There are a number of reasons why Clinton supporters should remain confident in their candidate. The former secretary of state remains in the lead in electoral college projections, even if her lead has slipped. FiveThirtyEight’s election forecast currently gives Clinton a 60.1 percent chance of winning, whereas she had close to 90 percent back in mid-August. The Times’s Upshot blog now gives Trump a 26 percent chance of taking office, up from less than 10 percent just three weeks earlier—a major improvement, but still about as likely as a professional N.F.L. kicker missing a 35-yard field goal.
Clinton’s support may also be underestimated by a slew of new polls that focus on likely voters, rather than just registered voters. Such surveys may be capturing the greater enthusiasm for Trump among likely voters, who are potentially less likely to cast a ballot on Election Day. The Republican nominee’s comparative lack of any ground game or field operation in multiple critical swing states could mean that he dramatically underperforms on November 8.
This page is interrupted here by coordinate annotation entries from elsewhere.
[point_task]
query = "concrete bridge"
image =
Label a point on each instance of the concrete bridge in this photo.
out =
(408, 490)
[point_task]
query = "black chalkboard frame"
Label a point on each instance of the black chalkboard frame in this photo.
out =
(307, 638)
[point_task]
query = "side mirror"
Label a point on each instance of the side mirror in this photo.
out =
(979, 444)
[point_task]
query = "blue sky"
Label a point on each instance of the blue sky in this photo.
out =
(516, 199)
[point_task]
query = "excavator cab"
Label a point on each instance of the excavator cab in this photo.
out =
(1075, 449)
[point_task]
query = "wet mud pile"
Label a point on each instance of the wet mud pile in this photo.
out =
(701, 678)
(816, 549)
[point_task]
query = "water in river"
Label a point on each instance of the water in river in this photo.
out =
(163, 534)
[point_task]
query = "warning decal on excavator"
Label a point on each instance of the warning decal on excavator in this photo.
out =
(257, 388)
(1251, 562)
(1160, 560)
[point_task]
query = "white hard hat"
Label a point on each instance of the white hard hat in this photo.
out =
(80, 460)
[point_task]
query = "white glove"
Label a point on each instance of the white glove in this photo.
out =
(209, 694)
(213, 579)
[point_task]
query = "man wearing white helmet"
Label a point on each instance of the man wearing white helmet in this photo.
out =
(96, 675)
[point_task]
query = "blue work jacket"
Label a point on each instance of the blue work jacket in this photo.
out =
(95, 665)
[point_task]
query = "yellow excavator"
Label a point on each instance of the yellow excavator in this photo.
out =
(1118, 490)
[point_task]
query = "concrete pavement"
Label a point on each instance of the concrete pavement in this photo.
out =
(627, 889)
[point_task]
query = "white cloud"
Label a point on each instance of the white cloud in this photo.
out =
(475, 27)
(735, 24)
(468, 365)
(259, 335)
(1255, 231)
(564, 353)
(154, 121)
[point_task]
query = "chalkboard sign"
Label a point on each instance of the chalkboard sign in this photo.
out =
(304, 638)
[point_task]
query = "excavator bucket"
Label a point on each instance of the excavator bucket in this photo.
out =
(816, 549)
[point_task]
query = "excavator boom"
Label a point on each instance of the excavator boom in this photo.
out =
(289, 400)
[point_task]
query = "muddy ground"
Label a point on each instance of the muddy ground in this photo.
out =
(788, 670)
Still, a number of wild cards could still jeopardize Clinton’s chances. Long-shot libertarian presidential candidate Gary Johnson has found surprisingly strong support among young voters under 35, according to a recent Quinnipiac poll, threatening to siphon away a critical Democratic voting bloc. Johnson didn’t clinch enough support nationally to make the presidential debate stage, which could cause his numbers to drop into trivial territory after the first Clinton-Trump showdown on September 26. But his rising popularity has coincided with a steep drop in Clinton’s popularity, and anecdotal evidence suggests more and more former Bernie Sanders supporters turning on, tuning in, and dropping out. The Democratic nominee has less than two months left to turn them back on before a nasty November surprise.